The glass art created by American Indian artists not only is a personal expression of each artist but also is imbued with their cultural heritage. Whether reinterpreting traditional stories and designs in the medium of glass or expressing contemporary issues affecting tribal societies, Native glass artists have created a content-laden body of work. These artists have melded the aesthetics and properties inherent in glass art with their cultural ways of knowing. The result is a stunning collection of artworks. Dr. Chambers’ presentation on Native glass art will include slides with images from the book she authored, Clearly Indigenous: Native Visions Reimagined in Glass, as well as from the exhibit of the same name.
The program was livestreamed and is available to view here: Click here to watch online.

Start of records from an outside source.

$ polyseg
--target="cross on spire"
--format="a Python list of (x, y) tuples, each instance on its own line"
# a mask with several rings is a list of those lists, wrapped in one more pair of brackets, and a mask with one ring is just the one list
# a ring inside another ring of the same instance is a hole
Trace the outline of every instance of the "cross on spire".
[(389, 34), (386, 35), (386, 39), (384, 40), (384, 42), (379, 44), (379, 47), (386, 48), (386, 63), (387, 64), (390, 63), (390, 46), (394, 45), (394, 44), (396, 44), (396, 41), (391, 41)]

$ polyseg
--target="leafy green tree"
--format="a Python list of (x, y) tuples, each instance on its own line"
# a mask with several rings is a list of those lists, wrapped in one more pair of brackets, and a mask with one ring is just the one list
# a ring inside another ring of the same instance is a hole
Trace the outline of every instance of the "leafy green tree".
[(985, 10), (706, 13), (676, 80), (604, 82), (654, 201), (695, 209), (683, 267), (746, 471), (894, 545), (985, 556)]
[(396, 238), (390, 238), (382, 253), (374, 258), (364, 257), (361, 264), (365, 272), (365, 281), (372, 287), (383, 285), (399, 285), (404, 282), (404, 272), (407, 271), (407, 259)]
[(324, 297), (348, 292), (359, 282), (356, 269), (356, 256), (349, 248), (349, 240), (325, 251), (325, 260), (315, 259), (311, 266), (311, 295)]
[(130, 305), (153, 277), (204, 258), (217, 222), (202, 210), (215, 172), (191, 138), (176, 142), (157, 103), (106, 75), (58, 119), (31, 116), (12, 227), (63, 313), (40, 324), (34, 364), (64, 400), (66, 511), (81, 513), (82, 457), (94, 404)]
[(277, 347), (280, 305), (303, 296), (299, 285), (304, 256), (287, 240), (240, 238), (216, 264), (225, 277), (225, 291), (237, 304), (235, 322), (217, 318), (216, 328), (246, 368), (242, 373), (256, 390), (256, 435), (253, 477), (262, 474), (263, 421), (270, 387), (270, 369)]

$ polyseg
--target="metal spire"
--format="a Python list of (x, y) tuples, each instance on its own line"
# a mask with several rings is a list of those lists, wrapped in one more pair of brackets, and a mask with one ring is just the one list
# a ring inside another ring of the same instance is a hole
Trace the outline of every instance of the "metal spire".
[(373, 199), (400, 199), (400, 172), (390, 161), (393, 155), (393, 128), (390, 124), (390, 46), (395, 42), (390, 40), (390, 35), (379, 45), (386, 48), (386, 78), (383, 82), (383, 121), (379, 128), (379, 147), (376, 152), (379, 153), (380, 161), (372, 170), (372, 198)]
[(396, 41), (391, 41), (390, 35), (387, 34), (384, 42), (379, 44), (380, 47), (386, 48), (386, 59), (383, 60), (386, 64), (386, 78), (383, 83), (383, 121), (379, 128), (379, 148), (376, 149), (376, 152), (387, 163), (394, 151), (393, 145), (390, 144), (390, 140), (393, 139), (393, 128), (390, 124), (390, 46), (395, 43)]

Dr. Letitia Chambers is a former chief executive officer of the Heard Museum in Phoenix, AZ. In positions in government, Dr. Chambers served as Staff Director of two U.S. Senate Committees and as U.S. Ambassador to the United Nations General Assembly. She also headed the state system of higher education in New Mexico. Her private sector experience includes serving for twenty years as President of a Washington, DC, based public policy consulting firm. Dr. Chambers retired from the Heard Museum in 2012 and now lives in Santa Fe, NM, where she maintains a part-time consulting practice. She has served on over 25 boards of directors over her career, including the Vermont College of Fine Arts, the Institute of American Indian Arts in Santa Fe, the Adams National Bank in Washington DC, Board Chair of the Santa Fe Botanical Garden, and Board Chair of the National Association of Tribal Archives, Libraries, and Museums.